The Queensland Council of Unions has today launched an education, support and campaigning organisation for young workers.

Queensland Council of Unions General Secretary Ros McLennan said it was important to connect young people who may be having similar experiences at work and that young people know the role unions play in our workplaces.

The Young Workers Hub has three arms:

  1. An education outreach program to ensure senior students know their rights at work. The Hub is currently preparing for a pilot program.
  2. Contact channels for young people to seek support on work-related questions around pay, shifts, ABNs, internships, bullying, discrimination and more.
  3. Campaigning arm for young people to make their workplaces better.

Ms McLennan said the Hub would provide industrial advice and refer young people to such bodies as the Fair Work Ombudsman, unions and lawyers.

“The Hub will ensure that young workers are guided and supported through their introduction into the world of work, its challenges and rewards,” she said.

Young Workers Hub co-founder, Martin de Rooy, aged 22, said: “We are a generation who have only known a world of insecure work and our arrangements are often much more complex than those our parents experienced.
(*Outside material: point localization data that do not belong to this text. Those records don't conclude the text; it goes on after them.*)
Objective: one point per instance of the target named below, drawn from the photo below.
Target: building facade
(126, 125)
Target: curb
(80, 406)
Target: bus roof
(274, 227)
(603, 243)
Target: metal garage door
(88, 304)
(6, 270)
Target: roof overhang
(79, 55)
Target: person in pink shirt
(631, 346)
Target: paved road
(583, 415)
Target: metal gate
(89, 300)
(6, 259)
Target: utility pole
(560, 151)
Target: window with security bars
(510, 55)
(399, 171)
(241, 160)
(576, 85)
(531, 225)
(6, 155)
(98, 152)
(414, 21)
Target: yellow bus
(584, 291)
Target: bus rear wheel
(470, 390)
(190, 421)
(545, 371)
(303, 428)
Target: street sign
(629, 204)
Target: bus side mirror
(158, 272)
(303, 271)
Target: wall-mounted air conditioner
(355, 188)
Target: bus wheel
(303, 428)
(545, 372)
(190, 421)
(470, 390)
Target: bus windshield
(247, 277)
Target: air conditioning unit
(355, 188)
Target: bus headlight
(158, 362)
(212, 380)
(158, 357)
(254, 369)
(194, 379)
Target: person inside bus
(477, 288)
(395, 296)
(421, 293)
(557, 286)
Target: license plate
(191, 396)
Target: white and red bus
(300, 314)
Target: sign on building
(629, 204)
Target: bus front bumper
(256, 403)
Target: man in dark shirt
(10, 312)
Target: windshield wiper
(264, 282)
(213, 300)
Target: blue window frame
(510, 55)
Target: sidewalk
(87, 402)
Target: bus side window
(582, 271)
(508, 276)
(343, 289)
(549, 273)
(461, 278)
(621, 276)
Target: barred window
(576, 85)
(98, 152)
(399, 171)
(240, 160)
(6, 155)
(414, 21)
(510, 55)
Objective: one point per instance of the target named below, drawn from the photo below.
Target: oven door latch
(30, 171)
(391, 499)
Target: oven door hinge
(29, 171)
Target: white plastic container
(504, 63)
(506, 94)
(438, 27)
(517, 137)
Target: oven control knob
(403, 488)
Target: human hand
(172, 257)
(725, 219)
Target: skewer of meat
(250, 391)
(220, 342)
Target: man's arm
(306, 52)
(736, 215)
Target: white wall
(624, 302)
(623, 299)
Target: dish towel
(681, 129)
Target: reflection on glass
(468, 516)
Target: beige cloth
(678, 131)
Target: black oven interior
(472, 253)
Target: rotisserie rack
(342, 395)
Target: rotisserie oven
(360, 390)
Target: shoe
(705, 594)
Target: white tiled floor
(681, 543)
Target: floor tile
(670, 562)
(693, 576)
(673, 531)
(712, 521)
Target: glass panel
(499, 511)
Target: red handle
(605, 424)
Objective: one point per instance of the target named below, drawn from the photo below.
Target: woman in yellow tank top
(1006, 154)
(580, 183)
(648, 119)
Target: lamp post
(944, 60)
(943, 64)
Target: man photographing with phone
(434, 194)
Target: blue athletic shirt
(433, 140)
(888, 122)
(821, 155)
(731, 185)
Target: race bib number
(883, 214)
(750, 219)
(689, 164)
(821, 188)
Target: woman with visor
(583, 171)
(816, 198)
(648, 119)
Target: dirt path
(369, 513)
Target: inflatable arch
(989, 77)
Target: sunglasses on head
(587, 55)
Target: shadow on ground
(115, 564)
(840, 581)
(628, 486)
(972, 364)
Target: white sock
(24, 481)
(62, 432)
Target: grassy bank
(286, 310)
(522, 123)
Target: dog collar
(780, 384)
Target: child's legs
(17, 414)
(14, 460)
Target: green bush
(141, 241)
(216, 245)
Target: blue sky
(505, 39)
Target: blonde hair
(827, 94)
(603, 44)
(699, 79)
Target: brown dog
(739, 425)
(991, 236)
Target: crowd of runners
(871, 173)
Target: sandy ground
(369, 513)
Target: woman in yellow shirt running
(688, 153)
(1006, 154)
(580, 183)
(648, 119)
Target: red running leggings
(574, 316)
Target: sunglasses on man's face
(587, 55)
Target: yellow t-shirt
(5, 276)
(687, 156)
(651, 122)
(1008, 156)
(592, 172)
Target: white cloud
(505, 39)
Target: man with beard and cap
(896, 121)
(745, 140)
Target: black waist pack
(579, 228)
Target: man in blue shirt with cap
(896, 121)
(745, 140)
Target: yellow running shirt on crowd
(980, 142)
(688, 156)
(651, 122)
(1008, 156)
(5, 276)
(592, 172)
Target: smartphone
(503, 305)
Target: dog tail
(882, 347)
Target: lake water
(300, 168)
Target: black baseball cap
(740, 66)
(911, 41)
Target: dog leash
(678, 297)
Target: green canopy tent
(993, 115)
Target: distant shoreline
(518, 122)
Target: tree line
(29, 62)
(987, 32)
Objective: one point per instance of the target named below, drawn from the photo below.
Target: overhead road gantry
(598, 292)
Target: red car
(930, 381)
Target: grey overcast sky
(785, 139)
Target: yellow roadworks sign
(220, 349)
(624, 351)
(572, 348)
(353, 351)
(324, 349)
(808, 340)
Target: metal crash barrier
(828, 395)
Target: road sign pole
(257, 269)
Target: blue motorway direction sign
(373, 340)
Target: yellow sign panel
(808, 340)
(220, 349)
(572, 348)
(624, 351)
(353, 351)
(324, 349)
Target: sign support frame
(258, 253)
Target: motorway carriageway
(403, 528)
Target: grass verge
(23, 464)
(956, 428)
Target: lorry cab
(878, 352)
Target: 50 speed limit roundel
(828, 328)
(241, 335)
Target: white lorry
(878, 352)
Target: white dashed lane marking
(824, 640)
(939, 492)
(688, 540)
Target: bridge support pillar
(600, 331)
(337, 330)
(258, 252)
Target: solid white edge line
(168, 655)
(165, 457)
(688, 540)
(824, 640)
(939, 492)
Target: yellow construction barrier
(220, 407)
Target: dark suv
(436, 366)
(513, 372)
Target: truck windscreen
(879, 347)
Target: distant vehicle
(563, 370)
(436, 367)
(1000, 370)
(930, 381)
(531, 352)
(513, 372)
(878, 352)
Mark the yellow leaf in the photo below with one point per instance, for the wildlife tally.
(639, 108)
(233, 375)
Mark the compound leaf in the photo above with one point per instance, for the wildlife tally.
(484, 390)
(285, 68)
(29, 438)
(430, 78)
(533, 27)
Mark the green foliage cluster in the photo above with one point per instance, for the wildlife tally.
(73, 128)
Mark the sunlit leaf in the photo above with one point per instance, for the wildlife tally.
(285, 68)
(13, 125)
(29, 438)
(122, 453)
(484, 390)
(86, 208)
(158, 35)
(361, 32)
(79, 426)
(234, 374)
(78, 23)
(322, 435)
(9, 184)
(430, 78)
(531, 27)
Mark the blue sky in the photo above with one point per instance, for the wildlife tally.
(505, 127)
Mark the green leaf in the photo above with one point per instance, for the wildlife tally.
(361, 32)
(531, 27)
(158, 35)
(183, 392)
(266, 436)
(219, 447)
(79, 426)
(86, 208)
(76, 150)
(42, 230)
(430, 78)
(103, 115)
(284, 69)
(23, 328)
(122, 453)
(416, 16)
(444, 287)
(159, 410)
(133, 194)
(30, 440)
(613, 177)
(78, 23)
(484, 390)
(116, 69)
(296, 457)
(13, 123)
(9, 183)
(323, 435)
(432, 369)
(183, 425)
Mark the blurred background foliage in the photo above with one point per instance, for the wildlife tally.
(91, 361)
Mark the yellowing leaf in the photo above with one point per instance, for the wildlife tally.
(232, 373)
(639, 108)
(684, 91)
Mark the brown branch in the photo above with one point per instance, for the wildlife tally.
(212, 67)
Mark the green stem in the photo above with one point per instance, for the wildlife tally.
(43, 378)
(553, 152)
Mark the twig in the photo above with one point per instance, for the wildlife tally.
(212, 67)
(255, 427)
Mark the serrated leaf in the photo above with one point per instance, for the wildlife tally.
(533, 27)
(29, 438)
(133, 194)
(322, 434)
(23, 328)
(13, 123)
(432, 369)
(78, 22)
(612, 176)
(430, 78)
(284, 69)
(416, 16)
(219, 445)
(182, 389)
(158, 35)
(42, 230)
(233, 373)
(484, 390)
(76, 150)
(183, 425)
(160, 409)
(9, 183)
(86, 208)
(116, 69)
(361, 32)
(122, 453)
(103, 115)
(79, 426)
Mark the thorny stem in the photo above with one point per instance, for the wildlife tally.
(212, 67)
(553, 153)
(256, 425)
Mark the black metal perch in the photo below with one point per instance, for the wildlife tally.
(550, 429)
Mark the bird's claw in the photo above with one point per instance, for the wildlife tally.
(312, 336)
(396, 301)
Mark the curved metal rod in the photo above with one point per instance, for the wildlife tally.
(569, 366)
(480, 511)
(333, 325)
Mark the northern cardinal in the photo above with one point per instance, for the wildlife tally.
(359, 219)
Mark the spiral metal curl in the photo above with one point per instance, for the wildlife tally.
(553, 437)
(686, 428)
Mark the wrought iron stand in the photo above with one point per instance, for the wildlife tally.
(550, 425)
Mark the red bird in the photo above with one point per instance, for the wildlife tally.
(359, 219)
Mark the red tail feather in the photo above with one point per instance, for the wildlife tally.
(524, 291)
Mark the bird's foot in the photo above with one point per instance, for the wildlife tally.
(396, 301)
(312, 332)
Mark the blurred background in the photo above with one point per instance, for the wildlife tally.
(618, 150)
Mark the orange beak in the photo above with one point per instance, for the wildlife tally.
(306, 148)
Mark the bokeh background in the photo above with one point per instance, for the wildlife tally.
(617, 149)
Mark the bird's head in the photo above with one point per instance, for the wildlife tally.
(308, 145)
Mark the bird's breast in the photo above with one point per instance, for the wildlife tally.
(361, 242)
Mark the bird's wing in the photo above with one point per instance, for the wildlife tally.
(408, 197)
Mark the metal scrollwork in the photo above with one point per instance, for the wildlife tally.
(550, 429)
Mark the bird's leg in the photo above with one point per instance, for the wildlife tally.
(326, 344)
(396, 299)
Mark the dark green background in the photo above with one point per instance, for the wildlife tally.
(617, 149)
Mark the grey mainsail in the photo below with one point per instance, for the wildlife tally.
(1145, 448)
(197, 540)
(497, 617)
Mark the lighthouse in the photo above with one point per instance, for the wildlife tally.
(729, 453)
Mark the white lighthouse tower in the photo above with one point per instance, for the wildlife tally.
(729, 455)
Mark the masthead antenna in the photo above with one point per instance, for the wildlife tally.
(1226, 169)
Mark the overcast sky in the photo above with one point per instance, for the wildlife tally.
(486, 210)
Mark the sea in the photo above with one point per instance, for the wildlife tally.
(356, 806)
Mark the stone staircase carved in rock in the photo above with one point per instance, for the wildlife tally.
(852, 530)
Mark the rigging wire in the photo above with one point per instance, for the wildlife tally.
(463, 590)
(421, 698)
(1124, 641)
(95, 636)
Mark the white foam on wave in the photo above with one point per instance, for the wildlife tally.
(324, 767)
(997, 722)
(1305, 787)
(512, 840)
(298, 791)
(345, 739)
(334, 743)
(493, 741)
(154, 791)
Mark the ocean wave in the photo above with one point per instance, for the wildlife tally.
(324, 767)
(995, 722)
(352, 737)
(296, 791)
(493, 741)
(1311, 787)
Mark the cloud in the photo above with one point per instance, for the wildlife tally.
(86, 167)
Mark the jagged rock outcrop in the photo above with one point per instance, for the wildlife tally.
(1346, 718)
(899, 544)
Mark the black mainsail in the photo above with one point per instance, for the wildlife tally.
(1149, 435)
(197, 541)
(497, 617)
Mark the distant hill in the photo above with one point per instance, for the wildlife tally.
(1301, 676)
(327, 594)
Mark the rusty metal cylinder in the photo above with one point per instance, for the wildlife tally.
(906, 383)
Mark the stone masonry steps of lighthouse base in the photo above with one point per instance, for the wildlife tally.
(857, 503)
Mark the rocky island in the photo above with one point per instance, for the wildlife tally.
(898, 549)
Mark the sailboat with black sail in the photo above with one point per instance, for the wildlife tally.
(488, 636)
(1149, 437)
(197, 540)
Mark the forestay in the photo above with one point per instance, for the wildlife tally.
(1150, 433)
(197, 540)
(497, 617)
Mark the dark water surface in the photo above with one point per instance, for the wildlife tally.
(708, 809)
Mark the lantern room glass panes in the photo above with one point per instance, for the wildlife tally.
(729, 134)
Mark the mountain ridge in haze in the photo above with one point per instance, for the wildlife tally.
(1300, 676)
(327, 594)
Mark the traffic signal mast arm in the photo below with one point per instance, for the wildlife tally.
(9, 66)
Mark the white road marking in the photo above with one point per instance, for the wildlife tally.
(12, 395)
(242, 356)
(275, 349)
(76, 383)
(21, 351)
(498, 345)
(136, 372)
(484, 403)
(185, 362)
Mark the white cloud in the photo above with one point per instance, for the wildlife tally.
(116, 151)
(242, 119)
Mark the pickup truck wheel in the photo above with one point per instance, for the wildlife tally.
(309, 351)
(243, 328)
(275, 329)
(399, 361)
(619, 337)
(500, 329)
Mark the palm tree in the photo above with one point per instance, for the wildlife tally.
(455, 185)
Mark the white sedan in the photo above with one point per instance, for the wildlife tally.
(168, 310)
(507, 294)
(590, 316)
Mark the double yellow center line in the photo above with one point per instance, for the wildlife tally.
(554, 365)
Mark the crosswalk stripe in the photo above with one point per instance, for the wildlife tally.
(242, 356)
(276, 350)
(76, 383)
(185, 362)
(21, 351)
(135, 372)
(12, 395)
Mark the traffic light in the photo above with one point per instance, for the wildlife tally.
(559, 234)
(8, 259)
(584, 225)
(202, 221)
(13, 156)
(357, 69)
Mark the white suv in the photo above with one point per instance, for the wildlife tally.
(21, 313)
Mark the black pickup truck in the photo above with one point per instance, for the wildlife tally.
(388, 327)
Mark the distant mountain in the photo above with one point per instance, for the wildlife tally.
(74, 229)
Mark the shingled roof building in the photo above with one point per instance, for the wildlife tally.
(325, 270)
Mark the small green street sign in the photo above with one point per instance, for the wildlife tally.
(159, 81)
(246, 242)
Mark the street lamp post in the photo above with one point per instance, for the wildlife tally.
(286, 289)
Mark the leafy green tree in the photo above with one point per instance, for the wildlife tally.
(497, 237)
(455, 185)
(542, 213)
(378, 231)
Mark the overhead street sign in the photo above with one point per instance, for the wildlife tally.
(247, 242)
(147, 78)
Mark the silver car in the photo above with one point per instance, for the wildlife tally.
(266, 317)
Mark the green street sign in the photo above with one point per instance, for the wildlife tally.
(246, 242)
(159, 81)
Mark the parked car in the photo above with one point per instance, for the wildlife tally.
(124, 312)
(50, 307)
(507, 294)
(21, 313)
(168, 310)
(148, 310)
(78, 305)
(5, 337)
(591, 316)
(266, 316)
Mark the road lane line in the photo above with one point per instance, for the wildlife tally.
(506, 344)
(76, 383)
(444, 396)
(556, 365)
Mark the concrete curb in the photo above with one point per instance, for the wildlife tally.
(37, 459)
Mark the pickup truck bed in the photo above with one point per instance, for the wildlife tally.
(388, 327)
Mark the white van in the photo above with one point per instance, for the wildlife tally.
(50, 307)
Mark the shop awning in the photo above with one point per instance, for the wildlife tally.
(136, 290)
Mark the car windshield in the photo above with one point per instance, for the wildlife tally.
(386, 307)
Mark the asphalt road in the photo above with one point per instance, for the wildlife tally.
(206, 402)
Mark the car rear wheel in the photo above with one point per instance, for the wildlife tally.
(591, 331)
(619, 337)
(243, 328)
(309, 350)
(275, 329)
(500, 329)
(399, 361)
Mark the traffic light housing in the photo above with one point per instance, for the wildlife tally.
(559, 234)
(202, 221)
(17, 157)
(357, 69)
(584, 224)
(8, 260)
This and a lack of secondary education on our rights at work is the gap the Young Workers Hub will fill.”

A recent audit by the Fair Work Ombudsman found 60 per cent of businesses in Brisbane’s Fortitude Valley were not compliant, with a majority of contraventions related to wages.  The Hub is currently preparing its submissions to the parliamentary inquiry into wage theft and is collecting case studies at www.ywhub.org.au.

Ms McLennan said the vision for the Hub is workplaces where no young worker experiences wage theft, bullying, sexual harassment, unpaid superannuation or loneliness.